From Greece we flew to Rome, where we were privileged to see the Coliseum, the Ancient Forum, the Arch of Titus, the Pantheon, the Sistine Chapel, and the Spanish Steps.  We saw where Julius Caesar was killed and burned, where Caesar Augustus became the first Emperor of the Roman Empire, and the cross marking the deaths of countless Christians to gladiators and wild animals.  Thankfully, we left alive. 

 

After a couple of days in Rome, we traveled to Florence, Italy.  There we climbed the stairs of the cathedral’s Duomo and saw Botticelli’s Birth of Venus, Da Vinci’s Baptism of Jesus, and Michelangelo’s statue of David.  While visiting these extraordinary accomplishments of Western culture in Italy, we enjoyed pizza, caprese salad, and pasta carbonara.  These two countries with their preserved history represented over 2,500 years of development of Western Civilization, from our birth in Ancient Greece, through the Roman Empire, to the Renaissance.

 

But we moved on through time and space to Paris, the most “civilized” city we visited.  Everyone there is trim from all the walking and biking that they do to get around and from the fresh food that they eat.  Morning breakfast is usually an espresso and a croissant.  The people are very stylish, dressing casually only on Sundays when they head to the parks and open areas for sun and recreation.  Every morning, street sweepers and cleaners head out to beautify the city.  In Paris we saw the Eiffel Tower, of course, Arc de Triumph, Versailles, Notre Dame, and the Louver. 
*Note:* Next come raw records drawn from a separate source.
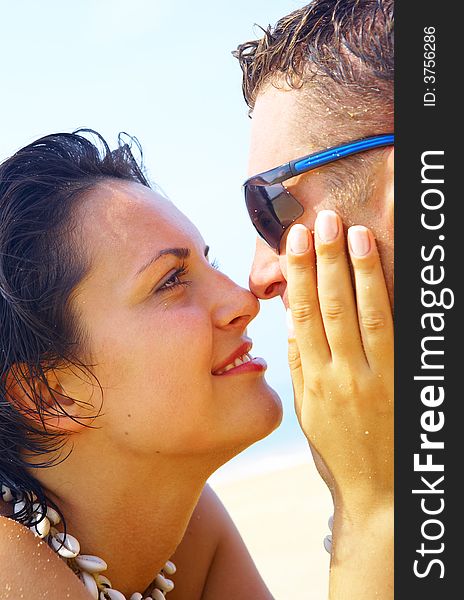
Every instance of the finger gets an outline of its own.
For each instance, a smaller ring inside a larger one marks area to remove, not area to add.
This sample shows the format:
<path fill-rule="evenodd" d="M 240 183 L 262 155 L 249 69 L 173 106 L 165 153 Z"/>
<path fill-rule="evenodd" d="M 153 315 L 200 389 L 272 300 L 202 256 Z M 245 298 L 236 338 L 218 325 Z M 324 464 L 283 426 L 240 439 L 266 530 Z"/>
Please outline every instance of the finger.
<path fill-rule="evenodd" d="M 295 396 L 295 410 L 298 418 L 301 416 L 301 407 L 304 394 L 304 377 L 301 366 L 300 351 L 295 338 L 295 329 L 293 327 L 292 311 L 287 309 L 287 329 L 288 329 L 288 364 L 290 375 L 292 377 L 293 393 Z"/>
<path fill-rule="evenodd" d="M 330 350 L 319 309 L 314 246 L 301 224 L 293 225 L 287 237 L 287 293 L 303 371 L 326 364 Z"/>
<path fill-rule="evenodd" d="M 393 365 L 393 318 L 375 239 L 356 225 L 348 230 L 348 246 L 364 352 L 371 369 L 385 370 Z"/>
<path fill-rule="evenodd" d="M 322 210 L 315 229 L 319 305 L 332 360 L 365 363 L 342 222 L 334 211 Z"/>

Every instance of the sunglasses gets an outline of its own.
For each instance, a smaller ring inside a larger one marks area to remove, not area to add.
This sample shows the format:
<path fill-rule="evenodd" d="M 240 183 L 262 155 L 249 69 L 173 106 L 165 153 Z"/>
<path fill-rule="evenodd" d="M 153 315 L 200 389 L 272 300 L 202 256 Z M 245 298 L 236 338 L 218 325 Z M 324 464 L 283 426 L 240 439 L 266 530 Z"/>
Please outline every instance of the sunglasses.
<path fill-rule="evenodd" d="M 304 213 L 303 206 L 282 185 L 282 182 L 358 152 L 391 146 L 394 140 L 393 134 L 356 140 L 322 152 L 308 154 L 250 177 L 243 184 L 243 190 L 248 214 L 256 231 L 277 254 L 280 254 L 280 242 L 284 233 Z"/>

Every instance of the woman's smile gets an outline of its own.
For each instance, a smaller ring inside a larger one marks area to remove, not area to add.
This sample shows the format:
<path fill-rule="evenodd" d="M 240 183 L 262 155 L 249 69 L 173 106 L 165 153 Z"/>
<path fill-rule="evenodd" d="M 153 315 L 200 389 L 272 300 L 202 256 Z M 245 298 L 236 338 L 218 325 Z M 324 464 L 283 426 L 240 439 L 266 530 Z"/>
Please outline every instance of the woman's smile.
<path fill-rule="evenodd" d="M 253 357 L 249 352 L 236 352 L 225 366 L 212 371 L 213 375 L 218 377 L 222 375 L 236 375 L 243 373 L 263 373 L 267 368 L 264 358 Z"/>
<path fill-rule="evenodd" d="M 251 339 L 245 338 L 245 341 L 232 354 L 229 354 L 225 360 L 213 368 L 212 374 L 221 376 L 263 373 L 267 368 L 266 361 L 263 358 L 251 356 L 252 347 Z"/>
<path fill-rule="evenodd" d="M 216 376 L 223 375 L 243 375 L 244 373 L 264 373 L 267 369 L 267 363 L 264 358 L 256 356 L 251 357 L 245 354 L 240 358 L 236 358 L 233 364 L 227 365 L 223 371 L 213 373 Z"/>

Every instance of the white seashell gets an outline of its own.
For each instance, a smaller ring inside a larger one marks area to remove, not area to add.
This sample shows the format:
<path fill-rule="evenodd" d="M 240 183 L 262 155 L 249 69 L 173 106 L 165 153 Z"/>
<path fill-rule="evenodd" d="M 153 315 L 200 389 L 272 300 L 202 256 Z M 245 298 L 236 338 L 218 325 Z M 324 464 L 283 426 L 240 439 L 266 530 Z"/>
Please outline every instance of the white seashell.
<path fill-rule="evenodd" d="M 326 535 L 324 538 L 324 548 L 330 554 L 332 552 L 332 536 Z"/>
<path fill-rule="evenodd" d="M 52 537 L 56 537 L 60 532 L 58 531 L 58 529 L 56 527 L 50 527 L 50 535 Z"/>
<path fill-rule="evenodd" d="M 34 523 L 32 527 L 29 529 L 34 533 L 34 535 L 38 535 L 41 539 L 47 537 L 50 532 L 50 521 L 47 517 L 44 517 L 39 523 Z"/>
<path fill-rule="evenodd" d="M 143 600 L 143 596 L 140 592 L 134 592 L 129 600 Z M 148 598 L 145 600 L 148 600 Z"/>
<path fill-rule="evenodd" d="M 94 600 L 98 600 L 98 586 L 93 576 L 89 573 L 86 573 L 85 571 L 82 571 L 81 573 L 79 573 L 79 577 L 82 583 L 85 585 L 87 591 L 90 592 L 92 598 Z"/>
<path fill-rule="evenodd" d="M 76 538 L 69 533 L 57 533 L 51 539 L 51 544 L 55 552 L 58 552 L 63 558 L 76 558 L 81 550 L 81 546 Z"/>
<path fill-rule="evenodd" d="M 32 505 L 32 512 L 37 518 L 40 518 L 43 515 L 43 509 L 40 502 L 34 502 Z"/>
<path fill-rule="evenodd" d="M 100 600 L 106 600 L 105 592 L 100 592 Z"/>
<path fill-rule="evenodd" d="M 32 505 L 32 523 L 35 525 L 38 521 L 41 521 L 43 518 L 43 510 L 40 508 L 40 504 L 38 502 L 34 502 L 34 504 Z M 48 521 L 48 519 L 47 519 Z M 50 521 L 48 521 L 49 526 L 48 529 L 50 529 Z M 47 531 L 48 533 L 48 531 Z"/>
<path fill-rule="evenodd" d="M 174 575 L 174 573 L 176 572 L 176 565 L 170 560 L 168 560 L 166 561 L 166 564 L 163 567 L 163 571 L 166 573 L 166 575 Z"/>
<path fill-rule="evenodd" d="M 53 525 L 58 525 L 58 523 L 61 521 L 60 515 L 51 506 L 47 506 L 47 519 L 49 519 L 50 523 Z"/>
<path fill-rule="evenodd" d="M 160 590 L 154 589 L 151 595 L 153 600 L 166 600 L 166 596 Z"/>
<path fill-rule="evenodd" d="M 329 529 L 330 529 L 330 531 L 332 531 L 333 526 L 334 526 L 334 517 L 332 515 L 331 517 L 329 517 Z"/>
<path fill-rule="evenodd" d="M 82 569 L 87 573 L 101 573 L 101 571 L 106 571 L 108 568 L 108 565 L 102 558 L 92 556 L 91 554 L 80 554 L 79 556 L 76 556 L 76 564 L 79 569 Z"/>
<path fill-rule="evenodd" d="M 121 592 L 118 592 L 118 590 L 112 590 L 111 588 L 108 588 L 105 590 L 105 593 L 110 600 L 126 600 L 124 594 L 121 594 Z"/>
<path fill-rule="evenodd" d="M 162 592 L 170 592 L 174 589 L 174 583 L 170 579 L 163 577 L 161 573 L 155 577 L 155 585 L 159 587 Z"/>
<path fill-rule="evenodd" d="M 14 505 L 14 508 L 13 508 L 14 514 L 21 512 L 25 506 L 26 506 L 26 503 L 24 502 L 24 500 L 20 500 L 19 502 L 15 502 L 15 505 Z"/>
<path fill-rule="evenodd" d="M 111 585 L 111 581 L 108 579 L 108 577 L 105 577 L 104 575 L 98 574 L 95 575 L 95 581 L 100 585 L 100 586 L 105 586 L 105 587 L 112 587 Z"/>
<path fill-rule="evenodd" d="M 2 483 L 1 495 L 3 496 L 3 500 L 5 502 L 11 502 L 13 500 L 13 494 L 8 486 Z"/>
While in France, our seniors insisted on visiting Normandy on the anniversary of D-Day, June 6.  We stopped in Bayeux to see the medieval tapestry on the way, but it surprised us all that the war memorial, official ceremonies, small French villages, re-enactors, and war museums of Normandy would actually turn out to be our group’s favorite part of the trip.

 

I think that the answer as to why it was our favorite is revealed in the movie: the WWII soldiers fought to preserve freedom but also culture.  George Clooney’s character when speaking about soldiers giving their lives to save a painting or a statue says, “People ask, ‘with this many people dying, who cares about art?’  But they’re wrong because that is exactly what we’re fighting for: our culture and our way of life.  If you destroy a people’s achievements and their history, it’s as if they never existed.  That’s what Hitler wants, and it’s the one thing we can’t allow.” 

A Geneva education likewise strives to preserve art, history, and culture as influenced by the Gospel.  We are Monuments Men.